Most of the cryptographic methods that keep important data secure use complex encryption software, and as a result, consume large amounts of power. As more and more electronic devices are being connected to the internet, there is a growing need for alternative low-power security methods, and this is often done by basing the security on hardware rather than software.
One of the most promising approaches to hardware-based, low-power security is to derive cryptographic keys from the randomness that inherently and uncontrollably emerges during the fabrication process of nanoscale devices. These methods, called "physical unclonable functions" (PUFs), convert the random variations in the physical devices into the binary states of "0" and "1" to create unique, random cryptographic keys. These keys can then be used to encrypt data into cipher text, as well as decrypt it back into plain text, in a process that remains secure as long as the key remains private.

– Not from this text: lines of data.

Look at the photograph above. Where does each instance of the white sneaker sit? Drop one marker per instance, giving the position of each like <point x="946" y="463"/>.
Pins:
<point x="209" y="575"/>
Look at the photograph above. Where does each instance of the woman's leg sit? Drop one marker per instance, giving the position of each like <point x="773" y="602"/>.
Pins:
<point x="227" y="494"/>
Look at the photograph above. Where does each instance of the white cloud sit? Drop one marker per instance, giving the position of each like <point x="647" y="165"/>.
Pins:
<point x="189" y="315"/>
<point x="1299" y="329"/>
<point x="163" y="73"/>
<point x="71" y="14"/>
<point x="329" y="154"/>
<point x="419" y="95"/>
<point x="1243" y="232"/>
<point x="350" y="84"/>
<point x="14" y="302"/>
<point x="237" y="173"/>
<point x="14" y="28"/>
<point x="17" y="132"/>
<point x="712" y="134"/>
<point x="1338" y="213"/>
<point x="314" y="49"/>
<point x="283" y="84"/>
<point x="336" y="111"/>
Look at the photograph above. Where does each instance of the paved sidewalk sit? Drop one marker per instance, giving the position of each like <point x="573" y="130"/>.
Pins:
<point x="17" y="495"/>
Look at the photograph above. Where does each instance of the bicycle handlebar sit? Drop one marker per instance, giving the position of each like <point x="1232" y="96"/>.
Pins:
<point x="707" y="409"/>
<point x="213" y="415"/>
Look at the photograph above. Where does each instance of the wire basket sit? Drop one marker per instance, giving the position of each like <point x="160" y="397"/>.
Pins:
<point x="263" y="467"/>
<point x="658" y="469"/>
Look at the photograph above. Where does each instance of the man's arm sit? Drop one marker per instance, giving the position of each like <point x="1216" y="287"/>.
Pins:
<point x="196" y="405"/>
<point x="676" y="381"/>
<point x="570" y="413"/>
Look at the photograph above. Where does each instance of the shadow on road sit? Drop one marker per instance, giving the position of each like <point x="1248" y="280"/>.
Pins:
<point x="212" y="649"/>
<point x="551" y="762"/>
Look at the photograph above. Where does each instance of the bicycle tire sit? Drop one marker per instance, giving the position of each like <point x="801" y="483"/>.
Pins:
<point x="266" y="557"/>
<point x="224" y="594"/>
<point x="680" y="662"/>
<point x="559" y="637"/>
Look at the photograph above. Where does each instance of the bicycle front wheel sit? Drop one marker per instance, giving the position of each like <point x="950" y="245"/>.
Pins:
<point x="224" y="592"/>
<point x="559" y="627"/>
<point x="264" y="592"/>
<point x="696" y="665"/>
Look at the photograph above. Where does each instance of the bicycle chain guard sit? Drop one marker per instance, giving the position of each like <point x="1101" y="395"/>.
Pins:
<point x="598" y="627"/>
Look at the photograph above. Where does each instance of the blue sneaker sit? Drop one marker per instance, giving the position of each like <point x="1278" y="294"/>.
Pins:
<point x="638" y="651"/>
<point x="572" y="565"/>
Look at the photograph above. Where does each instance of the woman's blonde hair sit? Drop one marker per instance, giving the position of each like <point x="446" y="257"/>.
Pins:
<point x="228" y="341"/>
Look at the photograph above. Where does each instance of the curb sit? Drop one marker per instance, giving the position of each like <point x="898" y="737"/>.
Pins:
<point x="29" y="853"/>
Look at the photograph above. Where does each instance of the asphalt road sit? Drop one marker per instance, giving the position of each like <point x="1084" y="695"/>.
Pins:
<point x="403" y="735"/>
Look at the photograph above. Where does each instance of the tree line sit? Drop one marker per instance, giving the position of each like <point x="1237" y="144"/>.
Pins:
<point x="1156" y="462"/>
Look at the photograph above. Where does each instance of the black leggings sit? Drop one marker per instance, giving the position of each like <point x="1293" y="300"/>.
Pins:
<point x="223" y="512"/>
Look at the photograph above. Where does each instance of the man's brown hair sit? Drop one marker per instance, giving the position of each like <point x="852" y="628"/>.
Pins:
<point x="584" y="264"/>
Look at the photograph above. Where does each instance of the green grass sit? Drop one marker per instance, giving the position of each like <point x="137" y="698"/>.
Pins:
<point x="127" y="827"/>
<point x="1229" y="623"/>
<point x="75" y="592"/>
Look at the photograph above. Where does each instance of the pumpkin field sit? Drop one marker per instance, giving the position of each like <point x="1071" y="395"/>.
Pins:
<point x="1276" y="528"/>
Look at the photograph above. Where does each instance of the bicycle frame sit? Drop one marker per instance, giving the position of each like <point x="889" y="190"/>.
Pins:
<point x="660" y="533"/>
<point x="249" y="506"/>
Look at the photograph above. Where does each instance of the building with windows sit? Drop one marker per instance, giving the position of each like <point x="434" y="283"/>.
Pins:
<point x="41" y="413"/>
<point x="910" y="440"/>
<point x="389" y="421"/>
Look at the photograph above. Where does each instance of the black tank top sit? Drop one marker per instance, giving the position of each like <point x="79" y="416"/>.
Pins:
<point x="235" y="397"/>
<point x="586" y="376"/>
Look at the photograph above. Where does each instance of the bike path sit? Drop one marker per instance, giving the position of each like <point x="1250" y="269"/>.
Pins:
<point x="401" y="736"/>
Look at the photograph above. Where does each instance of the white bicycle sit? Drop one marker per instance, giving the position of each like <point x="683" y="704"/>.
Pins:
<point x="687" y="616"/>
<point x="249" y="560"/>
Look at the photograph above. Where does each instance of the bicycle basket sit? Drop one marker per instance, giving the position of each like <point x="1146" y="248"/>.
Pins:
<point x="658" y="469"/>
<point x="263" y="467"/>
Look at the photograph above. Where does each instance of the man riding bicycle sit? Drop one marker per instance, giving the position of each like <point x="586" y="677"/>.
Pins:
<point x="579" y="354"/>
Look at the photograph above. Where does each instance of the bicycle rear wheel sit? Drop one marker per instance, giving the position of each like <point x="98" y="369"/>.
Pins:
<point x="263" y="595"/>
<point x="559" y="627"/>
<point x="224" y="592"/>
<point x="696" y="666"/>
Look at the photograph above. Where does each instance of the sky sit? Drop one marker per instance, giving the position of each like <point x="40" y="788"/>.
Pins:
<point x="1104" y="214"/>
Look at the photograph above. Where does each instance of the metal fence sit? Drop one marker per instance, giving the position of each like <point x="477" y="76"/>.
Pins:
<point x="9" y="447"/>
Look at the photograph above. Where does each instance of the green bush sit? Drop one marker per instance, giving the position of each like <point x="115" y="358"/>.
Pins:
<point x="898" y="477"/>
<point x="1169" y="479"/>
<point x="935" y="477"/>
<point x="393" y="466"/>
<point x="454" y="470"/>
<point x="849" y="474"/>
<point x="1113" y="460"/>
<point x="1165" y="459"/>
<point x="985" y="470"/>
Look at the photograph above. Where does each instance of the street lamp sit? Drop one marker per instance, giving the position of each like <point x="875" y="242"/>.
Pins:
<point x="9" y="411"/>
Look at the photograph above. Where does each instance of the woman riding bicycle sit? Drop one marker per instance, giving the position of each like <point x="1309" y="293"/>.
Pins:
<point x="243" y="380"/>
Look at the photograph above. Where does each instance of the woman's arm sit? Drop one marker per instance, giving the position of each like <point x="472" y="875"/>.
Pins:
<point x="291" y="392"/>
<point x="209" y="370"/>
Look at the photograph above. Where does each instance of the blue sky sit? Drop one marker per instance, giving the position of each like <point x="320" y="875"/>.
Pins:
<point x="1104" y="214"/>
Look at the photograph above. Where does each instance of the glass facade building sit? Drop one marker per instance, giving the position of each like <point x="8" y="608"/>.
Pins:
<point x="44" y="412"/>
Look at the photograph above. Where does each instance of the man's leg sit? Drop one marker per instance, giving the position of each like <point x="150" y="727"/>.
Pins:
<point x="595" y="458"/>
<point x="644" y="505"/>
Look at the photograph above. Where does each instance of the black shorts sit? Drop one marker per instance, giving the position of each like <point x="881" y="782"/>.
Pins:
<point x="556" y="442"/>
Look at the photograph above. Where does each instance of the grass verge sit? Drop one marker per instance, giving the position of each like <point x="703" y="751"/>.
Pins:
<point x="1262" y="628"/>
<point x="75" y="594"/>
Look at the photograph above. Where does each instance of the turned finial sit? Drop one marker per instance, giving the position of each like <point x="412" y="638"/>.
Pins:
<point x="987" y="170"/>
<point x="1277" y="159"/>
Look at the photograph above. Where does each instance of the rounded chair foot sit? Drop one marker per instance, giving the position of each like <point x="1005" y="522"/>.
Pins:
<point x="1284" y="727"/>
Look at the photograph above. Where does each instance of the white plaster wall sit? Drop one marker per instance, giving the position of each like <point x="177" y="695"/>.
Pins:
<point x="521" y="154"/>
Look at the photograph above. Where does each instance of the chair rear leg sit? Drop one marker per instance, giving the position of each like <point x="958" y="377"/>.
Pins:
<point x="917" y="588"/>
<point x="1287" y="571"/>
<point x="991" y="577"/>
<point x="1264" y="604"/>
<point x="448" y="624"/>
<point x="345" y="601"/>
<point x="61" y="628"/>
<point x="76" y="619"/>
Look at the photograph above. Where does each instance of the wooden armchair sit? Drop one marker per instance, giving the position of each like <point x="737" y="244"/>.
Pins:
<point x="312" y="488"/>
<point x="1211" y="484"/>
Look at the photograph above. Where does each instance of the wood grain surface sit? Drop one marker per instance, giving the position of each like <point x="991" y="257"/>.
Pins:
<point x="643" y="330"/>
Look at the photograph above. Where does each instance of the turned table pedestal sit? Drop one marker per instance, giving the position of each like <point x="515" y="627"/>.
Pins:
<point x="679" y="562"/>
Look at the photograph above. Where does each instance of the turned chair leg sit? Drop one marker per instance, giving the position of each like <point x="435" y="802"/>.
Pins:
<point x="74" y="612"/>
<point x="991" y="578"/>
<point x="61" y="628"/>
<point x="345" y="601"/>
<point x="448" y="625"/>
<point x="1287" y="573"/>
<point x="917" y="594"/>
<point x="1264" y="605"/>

However, one of the biggest challenges facing PUF technology is its vulnerability to harsh environments. Since the physical randomness that forms the basis of the key usually arises from variations in electrical characteristics, and electrical characteristics are affected by external factors such as high temperatures and radiation, these devices often do not preserve their states when exposed to such conditions.
In a new paper published in ACS Nano, researchers led by Yang-Kyu Choi at the Korea Advanced Institute of Science and Technology (KAIST), with coauthors from Samsung Electronics and SK Hynix Inc., have developed a new type of PUF device that remains stable under harsh conditions by taking advantage of a surprising factor: stiction.
Normally, stiction is a major failure phenomenon for micro- electro mechanical system and nano-electro mechanical system (MEMS/NEMS) devices, as it causes components to stick together due to forces that become prominent below the micrometer scale. In their work, however, the researchers used stiction to their advantage by naturally inducing a strong capillary force during the drying step of the fabrication process. This force causes the silicon nanowire in the device to randomly bend in one of two directions, so that it touches either the gate on one side (corresponding to the "0" state) or the gate on the other side (the "1" state). A second force, the van der Waals force, causes the nanowire to remain adhered to the gate, maintaining its state.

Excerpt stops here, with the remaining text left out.